Dlaczego Hwasong-12 jest niebezpieczny dla Stanów Zjednoczonych?
Najprościej rzecz ujmując, Hwasong-12 sięga tam, gdzie Stany Zjednoczone nie chciałyby być dosięgane, czyli m.in. na Guam. Jest to obok Hawajów jedna z kluczowych amerykańskich baz na Oceanie Spokojnym. Jej bezpieczeństwo jest podstawą sprawnego operowania marynarki wojennej i lotnictwa USA, zwłaszcza w kontekście prognozowanego starcia z Chinami. Niespodziewany atak rakietowy na wyspę mógłby sparaliżować znaczną część operacji wojskowych i w Waszyngtonie wiedzą, że przed ewentualnym zmasowanym ostrzałem nie sposób się w pełni zabezpieczyć. Sensowność takowego ataku jest jednak mocno dyskusyjna, niemniej nie można go wykluczyć, skoro z Korei Północnej padły wyraźne sugestie w tym kierunku.
Zważywszy na rozmiar pocisków Hwasong-12 i stosowany w nich napęd, Stany Zjednoczone mogą mieć również uzasadnione obawy odnośnie do wznowienia testów międzykontynentalnych pocisków balistycznych.

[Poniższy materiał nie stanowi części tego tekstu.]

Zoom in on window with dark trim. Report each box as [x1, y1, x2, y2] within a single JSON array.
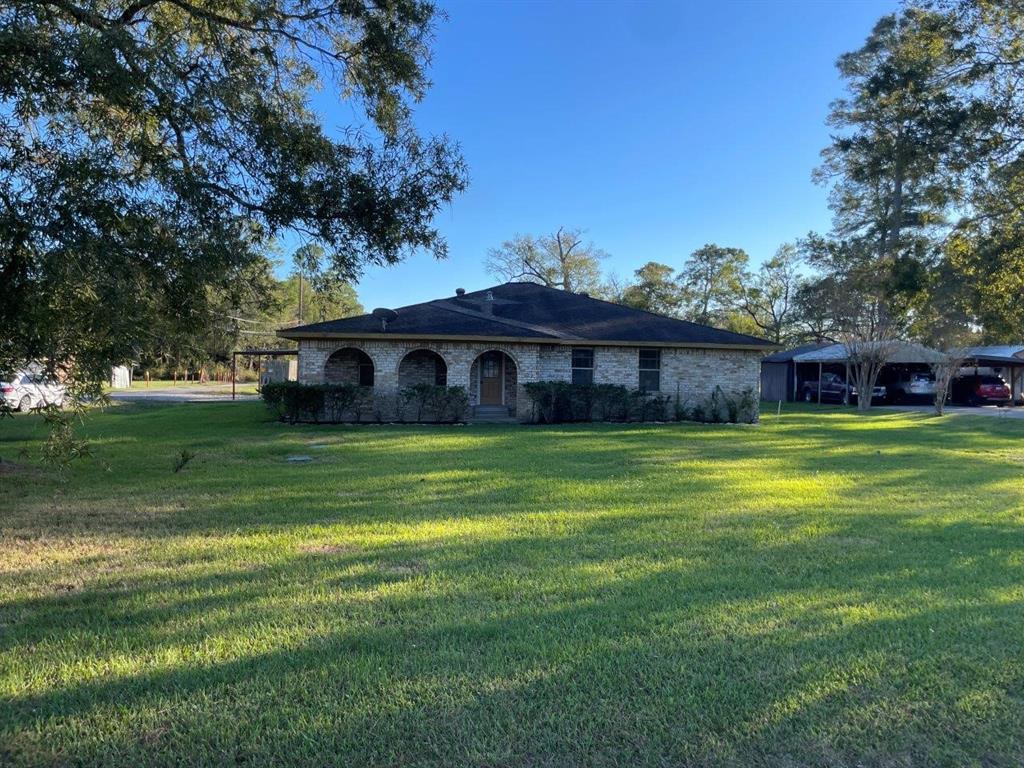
[[359, 350, 374, 387], [640, 349, 662, 392], [572, 347, 594, 384]]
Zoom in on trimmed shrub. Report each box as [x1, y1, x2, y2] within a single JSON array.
[[523, 381, 671, 424], [261, 381, 469, 424], [523, 381, 758, 424]]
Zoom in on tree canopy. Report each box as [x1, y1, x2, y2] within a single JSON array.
[[0, 0, 467, 387], [485, 227, 607, 293]]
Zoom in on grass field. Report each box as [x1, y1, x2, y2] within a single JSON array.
[[0, 403, 1024, 767]]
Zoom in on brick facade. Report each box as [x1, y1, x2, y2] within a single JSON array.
[[299, 338, 763, 420]]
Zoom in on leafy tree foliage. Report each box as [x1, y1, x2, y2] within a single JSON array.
[[739, 243, 803, 344], [486, 227, 607, 294], [679, 244, 750, 326], [0, 0, 466, 393]]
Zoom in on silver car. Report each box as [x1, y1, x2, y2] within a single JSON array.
[[0, 368, 65, 413], [888, 371, 935, 402]]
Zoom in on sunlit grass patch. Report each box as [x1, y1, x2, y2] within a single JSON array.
[[0, 403, 1024, 766]]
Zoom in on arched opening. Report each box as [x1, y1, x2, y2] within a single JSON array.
[[324, 347, 374, 387], [398, 349, 447, 388], [469, 349, 519, 413]]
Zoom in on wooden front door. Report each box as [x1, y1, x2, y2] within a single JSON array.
[[480, 352, 505, 406]]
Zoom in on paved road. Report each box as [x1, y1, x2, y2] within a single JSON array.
[[871, 406, 1024, 419], [111, 384, 259, 402]]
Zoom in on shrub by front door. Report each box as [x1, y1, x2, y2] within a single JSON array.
[[480, 352, 505, 406]]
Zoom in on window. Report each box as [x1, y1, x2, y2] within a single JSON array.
[[359, 351, 374, 387], [640, 349, 662, 392], [572, 347, 594, 384]]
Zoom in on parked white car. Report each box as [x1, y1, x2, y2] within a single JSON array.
[[888, 371, 935, 402], [0, 369, 65, 413]]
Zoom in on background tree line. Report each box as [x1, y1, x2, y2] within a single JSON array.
[[487, 0, 1024, 358]]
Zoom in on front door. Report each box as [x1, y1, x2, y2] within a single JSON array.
[[480, 352, 505, 406]]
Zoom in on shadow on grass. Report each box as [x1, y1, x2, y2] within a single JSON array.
[[0, 507, 1024, 765]]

Te z kolei, jak sama nazwa wskazuje, byłyby w stanie dosięgnąć kontynentalnych terenów USA, a nie tylko terytoriów zamorskich.
Oczywiście obie strony nawołują do rozmów, ale podobnie, jak to miało miejsce w podczas poprzednich prób, nie należy spodziewać się konkretnych efektów tych nawoływań. Korea Północna w najbliższej przyszłości raczej nie zejdzie z drogi rozwoju własnych pocisków balistycznych, gdyż jest to dla Pjongjangu jedyna dźwignia na arenie międzynarodowej.